Этими словами Дымов давал понять, что все заботы о нем будут оплачены.
– Ладно вам, Андрей Семенович. Лечитесь лучше, – так просто, словно речь шла о лечении тонзиллита, сказала Александра Алексеевна. – Кстати, человек, приславший факс, завтра вам позвонит, чтобы обсудить варианты, как с Израилем, так и с Германией. Ну пока. Всего наилучшего.
Дымов снял трубку прямой связи с секретарем:
– Людмила, отправь Ванечку к Александре Алексеевне. У нее для меня есть письмо. И созывай народ на совещание.
«Пошел процесс, пошел, – он чуть не хлопнул в ладоши от удовольствия. – Все-таки командовать парадом буду я! Тьфу-тьфу-тьфу, чтобы не сглазить».
За два часа, пока шло совещание, он ни разу не вспомнил о своей хвори.
«Почему?» – подумал Андрей Семенович, осознавший этот факт только после того, как сотрудники встали и начали покидать кабинет.

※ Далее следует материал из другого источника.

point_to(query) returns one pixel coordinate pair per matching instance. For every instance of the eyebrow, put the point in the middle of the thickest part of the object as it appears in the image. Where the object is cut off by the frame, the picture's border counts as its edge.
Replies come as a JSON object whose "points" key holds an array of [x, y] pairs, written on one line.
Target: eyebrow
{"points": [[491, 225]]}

Он посидел несколько секунд, закрыв глаза, и вся его жизнь, начиная с детства, пронеслась перед ним. Чуть покачиваясь в кресле, как в поезде, он пролетал сквозь полустанки прожитых лет.
Если Лев Толстой помнил себя с крестин, то Андрей Семенович, оглядываясь назад, все первые годы своей жизни до школы видел будто в тумане. Хотя нет, не все. Он отчетливо помнил: когда ему исполнилось три года, отец привез подарок – трехколесный велосипед. Сопровождаемый родителями, он сразу поехал кататься. Папа с мамой говорили о чем-то важном и вспомнили о сыне, лишь отойдя от дома километра на три. Оба всполошились, и отец захотел взять его на руки, но маленький Андрюша категорически отказался и продолжал крутить педали уже ничего не чувствующими, одеревеневшими ногами. Когда они наконец добрались до дома, Андрюша почувствовал привкус крови во рту: он так сжал зубы, что прикусил губу. С тех пор в его лексикон вошло выражение «на зубах». Оно буквально было родом из детства и означало нечто весьма трудное.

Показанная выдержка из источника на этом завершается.